Nachdem Anfang der 1990er Jahre auch in der letzten der zahlreichen Sand- und Kiesgruben im Leinbachtal westlich von Heilbronn, der Sand- und Kiesgrube Ingelfinger, der Betrieb zum Erliegen gekommen war, wurde diese nicht wie andere aufgefüllt und die Fläche anschließend anderweitig genutzt. Vielmehr ist die Grube bis heute erhalten und entwickelte sich zu einem Biotop für zahlreiche, zum Teil sehr seltene Tier- und Pflanzenarten. Die hier aufgeschlossenen erdgeschichtlichen Ablagerungen stellen zudem ein einzigartiges Geotop dar.

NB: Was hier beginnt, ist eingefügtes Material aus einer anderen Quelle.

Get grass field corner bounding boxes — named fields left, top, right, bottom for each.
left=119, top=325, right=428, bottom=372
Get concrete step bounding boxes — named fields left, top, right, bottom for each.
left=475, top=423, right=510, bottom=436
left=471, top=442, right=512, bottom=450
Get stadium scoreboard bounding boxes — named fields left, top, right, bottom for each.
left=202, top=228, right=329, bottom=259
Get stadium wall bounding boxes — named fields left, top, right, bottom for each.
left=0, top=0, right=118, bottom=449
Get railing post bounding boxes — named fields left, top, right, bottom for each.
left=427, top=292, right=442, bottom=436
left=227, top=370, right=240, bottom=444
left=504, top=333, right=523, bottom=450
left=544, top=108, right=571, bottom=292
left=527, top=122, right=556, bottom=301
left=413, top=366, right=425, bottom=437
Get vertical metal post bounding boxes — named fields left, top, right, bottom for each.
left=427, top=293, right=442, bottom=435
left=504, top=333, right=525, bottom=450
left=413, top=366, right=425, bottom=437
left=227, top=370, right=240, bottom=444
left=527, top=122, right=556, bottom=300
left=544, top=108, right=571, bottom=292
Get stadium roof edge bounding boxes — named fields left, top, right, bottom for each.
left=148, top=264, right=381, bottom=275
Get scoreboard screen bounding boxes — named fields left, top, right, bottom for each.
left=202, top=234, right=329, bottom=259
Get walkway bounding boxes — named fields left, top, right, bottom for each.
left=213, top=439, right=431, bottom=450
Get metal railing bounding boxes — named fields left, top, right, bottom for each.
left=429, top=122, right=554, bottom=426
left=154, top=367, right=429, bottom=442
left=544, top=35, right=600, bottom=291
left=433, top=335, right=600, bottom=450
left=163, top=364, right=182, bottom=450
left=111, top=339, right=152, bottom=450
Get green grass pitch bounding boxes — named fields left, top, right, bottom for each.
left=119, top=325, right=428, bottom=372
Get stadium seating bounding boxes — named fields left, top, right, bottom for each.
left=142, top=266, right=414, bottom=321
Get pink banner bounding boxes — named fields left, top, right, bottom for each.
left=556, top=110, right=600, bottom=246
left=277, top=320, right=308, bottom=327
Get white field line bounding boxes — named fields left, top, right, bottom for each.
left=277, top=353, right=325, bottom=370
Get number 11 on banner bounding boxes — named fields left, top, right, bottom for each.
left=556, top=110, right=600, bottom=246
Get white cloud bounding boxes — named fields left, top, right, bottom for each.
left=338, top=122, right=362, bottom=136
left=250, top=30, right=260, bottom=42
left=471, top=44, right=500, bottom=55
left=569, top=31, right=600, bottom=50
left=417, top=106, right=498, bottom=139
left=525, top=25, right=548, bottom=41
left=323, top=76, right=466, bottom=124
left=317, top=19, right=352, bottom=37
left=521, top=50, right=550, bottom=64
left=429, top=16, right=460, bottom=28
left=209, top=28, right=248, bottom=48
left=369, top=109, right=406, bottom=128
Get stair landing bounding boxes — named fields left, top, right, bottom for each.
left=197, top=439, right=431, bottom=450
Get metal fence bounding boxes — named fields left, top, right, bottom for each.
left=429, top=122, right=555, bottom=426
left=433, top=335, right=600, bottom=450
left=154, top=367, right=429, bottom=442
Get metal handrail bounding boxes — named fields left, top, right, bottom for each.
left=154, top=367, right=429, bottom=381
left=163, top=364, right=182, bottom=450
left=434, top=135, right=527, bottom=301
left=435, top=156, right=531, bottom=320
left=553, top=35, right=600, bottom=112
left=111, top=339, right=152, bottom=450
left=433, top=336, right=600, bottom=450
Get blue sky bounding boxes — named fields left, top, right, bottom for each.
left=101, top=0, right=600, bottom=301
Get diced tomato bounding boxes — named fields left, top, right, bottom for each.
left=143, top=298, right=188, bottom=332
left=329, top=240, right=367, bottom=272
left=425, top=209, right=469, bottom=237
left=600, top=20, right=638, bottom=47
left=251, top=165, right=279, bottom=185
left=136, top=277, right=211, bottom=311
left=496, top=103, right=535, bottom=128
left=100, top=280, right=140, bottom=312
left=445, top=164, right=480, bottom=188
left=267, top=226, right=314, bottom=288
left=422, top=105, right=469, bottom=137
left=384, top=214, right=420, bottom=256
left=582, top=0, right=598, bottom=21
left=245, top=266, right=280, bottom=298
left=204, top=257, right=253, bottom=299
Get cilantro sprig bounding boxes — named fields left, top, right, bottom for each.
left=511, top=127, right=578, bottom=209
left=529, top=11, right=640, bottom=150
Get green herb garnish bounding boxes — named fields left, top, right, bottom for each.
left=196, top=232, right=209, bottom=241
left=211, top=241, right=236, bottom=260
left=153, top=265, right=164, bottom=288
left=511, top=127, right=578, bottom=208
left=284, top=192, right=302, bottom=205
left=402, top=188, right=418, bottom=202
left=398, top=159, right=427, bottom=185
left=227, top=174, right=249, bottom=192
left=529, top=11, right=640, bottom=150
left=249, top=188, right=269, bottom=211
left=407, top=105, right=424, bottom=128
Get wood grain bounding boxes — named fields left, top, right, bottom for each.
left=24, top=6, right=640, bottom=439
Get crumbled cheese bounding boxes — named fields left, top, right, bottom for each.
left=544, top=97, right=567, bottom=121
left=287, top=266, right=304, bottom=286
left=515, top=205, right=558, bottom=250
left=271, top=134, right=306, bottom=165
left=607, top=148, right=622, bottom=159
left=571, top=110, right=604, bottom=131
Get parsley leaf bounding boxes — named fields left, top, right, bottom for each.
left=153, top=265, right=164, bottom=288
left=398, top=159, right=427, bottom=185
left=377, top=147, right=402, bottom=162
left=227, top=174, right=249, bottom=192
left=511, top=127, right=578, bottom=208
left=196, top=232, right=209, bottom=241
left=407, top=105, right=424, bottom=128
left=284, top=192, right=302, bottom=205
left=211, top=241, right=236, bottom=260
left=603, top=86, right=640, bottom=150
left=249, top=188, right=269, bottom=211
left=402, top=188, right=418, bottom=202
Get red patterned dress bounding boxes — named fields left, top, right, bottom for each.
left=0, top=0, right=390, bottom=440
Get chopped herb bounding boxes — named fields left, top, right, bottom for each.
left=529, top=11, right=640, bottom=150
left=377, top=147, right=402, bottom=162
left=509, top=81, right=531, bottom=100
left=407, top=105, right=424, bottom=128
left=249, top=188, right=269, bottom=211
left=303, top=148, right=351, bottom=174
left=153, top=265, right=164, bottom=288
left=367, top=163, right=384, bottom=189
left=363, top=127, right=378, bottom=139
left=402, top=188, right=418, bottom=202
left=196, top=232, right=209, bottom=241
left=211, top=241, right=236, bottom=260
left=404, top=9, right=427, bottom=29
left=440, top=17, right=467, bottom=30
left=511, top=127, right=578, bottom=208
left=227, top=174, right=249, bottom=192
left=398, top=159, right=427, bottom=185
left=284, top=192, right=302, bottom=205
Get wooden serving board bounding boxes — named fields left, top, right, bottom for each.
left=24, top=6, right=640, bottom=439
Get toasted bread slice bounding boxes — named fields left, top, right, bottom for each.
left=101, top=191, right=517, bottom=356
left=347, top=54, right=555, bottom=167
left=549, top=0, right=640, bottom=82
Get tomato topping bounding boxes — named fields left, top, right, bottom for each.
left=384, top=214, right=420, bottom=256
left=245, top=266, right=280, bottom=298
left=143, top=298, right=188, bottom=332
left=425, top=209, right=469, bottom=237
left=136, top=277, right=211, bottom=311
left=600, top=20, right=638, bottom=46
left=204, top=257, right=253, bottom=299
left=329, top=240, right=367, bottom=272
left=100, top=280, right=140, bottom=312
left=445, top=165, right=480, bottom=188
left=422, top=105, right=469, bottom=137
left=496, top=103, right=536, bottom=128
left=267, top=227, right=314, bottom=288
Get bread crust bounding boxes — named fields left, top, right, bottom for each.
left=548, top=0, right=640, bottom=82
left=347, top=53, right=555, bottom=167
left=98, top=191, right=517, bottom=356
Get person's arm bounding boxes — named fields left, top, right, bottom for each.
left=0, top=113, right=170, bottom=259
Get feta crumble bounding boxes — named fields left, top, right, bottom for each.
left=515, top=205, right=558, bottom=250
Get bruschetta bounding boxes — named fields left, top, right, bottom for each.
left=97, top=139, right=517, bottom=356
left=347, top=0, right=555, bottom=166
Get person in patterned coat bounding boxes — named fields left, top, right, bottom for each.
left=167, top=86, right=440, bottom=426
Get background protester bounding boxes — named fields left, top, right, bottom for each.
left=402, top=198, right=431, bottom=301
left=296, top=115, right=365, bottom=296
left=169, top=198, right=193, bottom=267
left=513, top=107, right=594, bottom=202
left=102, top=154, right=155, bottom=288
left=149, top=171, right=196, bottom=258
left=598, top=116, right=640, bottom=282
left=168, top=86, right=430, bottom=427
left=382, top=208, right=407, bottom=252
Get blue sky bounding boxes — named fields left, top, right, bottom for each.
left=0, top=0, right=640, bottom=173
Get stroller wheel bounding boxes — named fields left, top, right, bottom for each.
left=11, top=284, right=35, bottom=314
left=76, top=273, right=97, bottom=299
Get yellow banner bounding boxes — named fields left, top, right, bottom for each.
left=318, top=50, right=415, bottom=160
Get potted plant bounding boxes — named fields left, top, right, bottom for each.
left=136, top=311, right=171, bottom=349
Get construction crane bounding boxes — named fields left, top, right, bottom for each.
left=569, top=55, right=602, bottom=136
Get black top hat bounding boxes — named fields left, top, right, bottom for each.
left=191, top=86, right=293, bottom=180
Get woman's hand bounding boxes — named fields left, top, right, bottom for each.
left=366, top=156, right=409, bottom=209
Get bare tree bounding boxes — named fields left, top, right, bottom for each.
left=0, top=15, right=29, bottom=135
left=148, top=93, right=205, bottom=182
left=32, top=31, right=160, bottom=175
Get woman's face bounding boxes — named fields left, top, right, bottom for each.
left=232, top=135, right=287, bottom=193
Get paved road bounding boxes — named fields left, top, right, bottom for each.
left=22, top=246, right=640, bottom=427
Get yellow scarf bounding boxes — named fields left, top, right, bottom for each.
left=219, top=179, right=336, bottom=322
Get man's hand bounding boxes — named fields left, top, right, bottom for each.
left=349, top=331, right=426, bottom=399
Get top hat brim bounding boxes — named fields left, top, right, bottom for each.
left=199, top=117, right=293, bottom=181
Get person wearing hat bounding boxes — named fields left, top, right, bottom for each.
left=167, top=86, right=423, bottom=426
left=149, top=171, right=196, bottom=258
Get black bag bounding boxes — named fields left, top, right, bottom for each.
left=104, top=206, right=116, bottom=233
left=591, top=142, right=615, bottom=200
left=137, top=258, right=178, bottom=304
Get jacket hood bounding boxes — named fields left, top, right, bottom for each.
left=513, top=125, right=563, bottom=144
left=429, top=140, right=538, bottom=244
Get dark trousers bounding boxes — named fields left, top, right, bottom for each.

Der frühere Abbaubereich der ehemaligen Sand- und Kiesgrube Ingelfinger und direkt angrenzende Flächen wurden im Jahr 2008 als Naturschutzgebiet Frankenbacher Schotter ausgewiesen. Das Naturschutzgebiet umfasst eine Fläche von 14,4 ha, davon 4,7 ha im Stadtgebiet Heilbronn. Schutzzweck ist die Sicherung und der Erhalt eines durch die Kombination von Lösssteilwänden, Stillgewässern, offenen Kiesflächen, Ruderalflächen, Gehölzen, Wiesen und Äckern geprägten Landschaftsausschnitts sowie eines ungestörten Aufschlusses der Frankenbacher Sande und der darüber liegenden Lössdeckschichten.

Das Naturschutzgebiet ist für interessierte Besucher über eine Aussichtsplattform zugänglich.

Das Naturschutzgebiet liegt an der Gemarkungsgrenze der Stadt Heilbronn und befindet sich teilweise im Landkreis Heilbronn.